For years, traditional POS hardware vendors have had their prices threatened by lower cost consumer products. Retailers wanted to know why they should pay double for a single POS terminal than they would for a powerful PC available to anyone. The vendors have justified their higher prices by saying that it is “industry hardened” or “commercial grade.” If you wanted something that was tough enough for the retail environment, so their messaging went, you needed something with high-end features such as redundant disk-on-chip and earthquake-proof chassis that were built to take thousands of touches and handle spills and other abuses found in a retail environment.
That argument worked when tablets were $500 and even $400. But now that Android tablets have fallen below $100, the argument falls apart. You could have four spares in the backroom and still be ahead. It’s not even about mobile POS versus traditional; it’s purely about price.
If a $100 Android tablet with a free Square reader can handle 95 percent plus of the typical POS functions for 5 percent of the cost (that’s not a typo, but a 95 percent savings over traditional POS counterparts), how can vendors continue to justify their higher prices? The short answer is that they can’t.
It started in the restaurant world with companies like Sharp that, having transitioned out of the cash-register world, saw an opportunity to create a lower cost hardware approach to compete with the established POS vendors. After all, these companies were losing their strong-hold on an environment that cash registers had once ruled. They saw that POS was complex and high priced, and they worked to create approaches that were simpler and more cost effective. In many cases, these companies produced great hardware at a much lower cost.

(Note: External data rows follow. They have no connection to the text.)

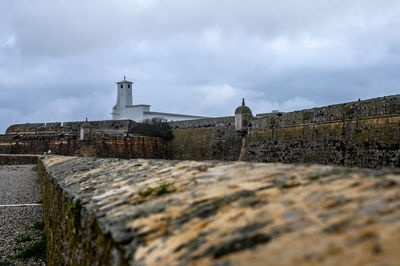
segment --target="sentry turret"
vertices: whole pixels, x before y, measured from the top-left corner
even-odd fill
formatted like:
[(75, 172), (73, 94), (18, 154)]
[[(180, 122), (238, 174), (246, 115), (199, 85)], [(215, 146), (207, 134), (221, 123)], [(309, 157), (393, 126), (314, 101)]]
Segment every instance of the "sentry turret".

But the traditional POS vendors fought back. First, the argument was about future-proofing: “This platform might meet your needs today, but what about loyalty, CRM and all the other stuff you told me you want to do in the future? This low-end platform just won’t be able to scale.”
They continued the Fear, Uncertainty and Doubt tactics with: “If you have different vendors for hardware and software, then there will constantly be finger pointing between the two about who is at fault. And you will have challenges getting these issues resolved.”
The argument was good, once. Having run a retail technology organization that had to support thousands of such environments, this problem was a real one—and a massive headache. Sites could be down for days while trying to resolve a problem. CIOs everywhere evaluated the pain of managing two vendors, and many decided that the additional costs were justified by having a “single throat to choke” when there was a problem.
Then the Apple iPad was released. What was once this expensive technology (touchscreen) that retailers had paid handsomely for, was now available for as little as $500 and suddenly in the hands of millions of consumers. Retail and restaurant CIOs once again went back to their POS providers and demanded to know why an iPad was $500. And why were they paying so much more. “Why don’t we just use an iPad?”
Again, the POS vendors had an answer.